Nigerian oil pipeline blast kills 200

13 May, 2006

Up to 200 people were burnt to death on Friday when an oil pipeline exploded on the outskirts of Lagos after thieves tapped into it to steal fuel. The huge blast left about 100 blackened, unrecognisable corpses strewn across a beach where young men were siphoning fuel into jerry cans for sale on the black market. The explosion burnt everything within a 20 metre radius.
Only grey skulls and bones, incinerated to near powder, remained of the five people closest to the pipeline, which had been dug out of the sand and bore marks of drilling. Burned corpses were strewn on the water's edge a few metres away, where the golden sand was still steaming hot on Friday afternoon.
Other bodies, charred and bloated, floated in the waters of the creek, about a mile from Lagos city centre by boat.
"You can see the corpses. Some are burnt to ashes. Others are remnants ... We estimate 150 to 200 people died," Lagos State Police Commissioner Emmanuel Adebayo said at the scene.

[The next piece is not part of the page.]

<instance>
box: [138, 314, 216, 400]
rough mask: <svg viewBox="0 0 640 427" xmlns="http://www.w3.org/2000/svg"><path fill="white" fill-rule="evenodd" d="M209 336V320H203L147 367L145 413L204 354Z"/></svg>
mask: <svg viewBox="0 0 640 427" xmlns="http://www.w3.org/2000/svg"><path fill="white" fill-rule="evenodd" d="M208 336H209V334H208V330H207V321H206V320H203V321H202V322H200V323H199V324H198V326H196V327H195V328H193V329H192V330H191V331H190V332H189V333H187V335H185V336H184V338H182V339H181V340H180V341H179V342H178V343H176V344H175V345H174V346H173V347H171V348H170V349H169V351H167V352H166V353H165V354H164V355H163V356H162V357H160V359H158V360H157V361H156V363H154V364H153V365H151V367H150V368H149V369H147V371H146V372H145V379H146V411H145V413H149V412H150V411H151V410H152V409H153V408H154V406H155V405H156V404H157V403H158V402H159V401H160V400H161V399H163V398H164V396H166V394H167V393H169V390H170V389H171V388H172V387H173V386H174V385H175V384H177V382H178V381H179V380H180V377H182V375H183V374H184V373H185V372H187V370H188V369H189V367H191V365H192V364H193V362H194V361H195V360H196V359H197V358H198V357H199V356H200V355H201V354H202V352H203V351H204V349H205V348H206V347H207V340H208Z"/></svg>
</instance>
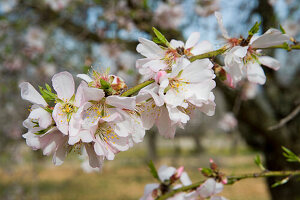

"This is caused by hunger and greed. If you've got no job and you're hungry you take advantage of anything to feed your family. Anyone who takes this kind of risk is desperate," Lagos State government official Olanrewaju Saka-Shenayon said.
The pipeline, which belongs to state-run Nigerian National Petroleum Corporation, runs just under the surface of Inagbe Beach, a stretch of sand on one of many islands that dot the Atlantic coast around Lagos.
It carries petrol from a large tanker jetty to a distribution depot inland. Local government workers wearing rubber gloves hauled rigid corpses out of the water and used a makeshift stretcher to carry them up the beach to a shallow mass grave a short distance away. About a dozen police and a few Red Cross officials were at the scene.
Inagbe Beach is not a populated area but hundreds of mostly young men apparently came there to tap into the pipeline at dead of night.
The beach is a short distance away from the village of Ilado, where about 50 people died in a similar inferno last year.
Most of the victims were probably members of a skilled petrol-theft gang, who know the location of vulnerable pipelines and hire local thugs or police to protect them while they siphon fuel at the dead of night, Saka-Shenayon said.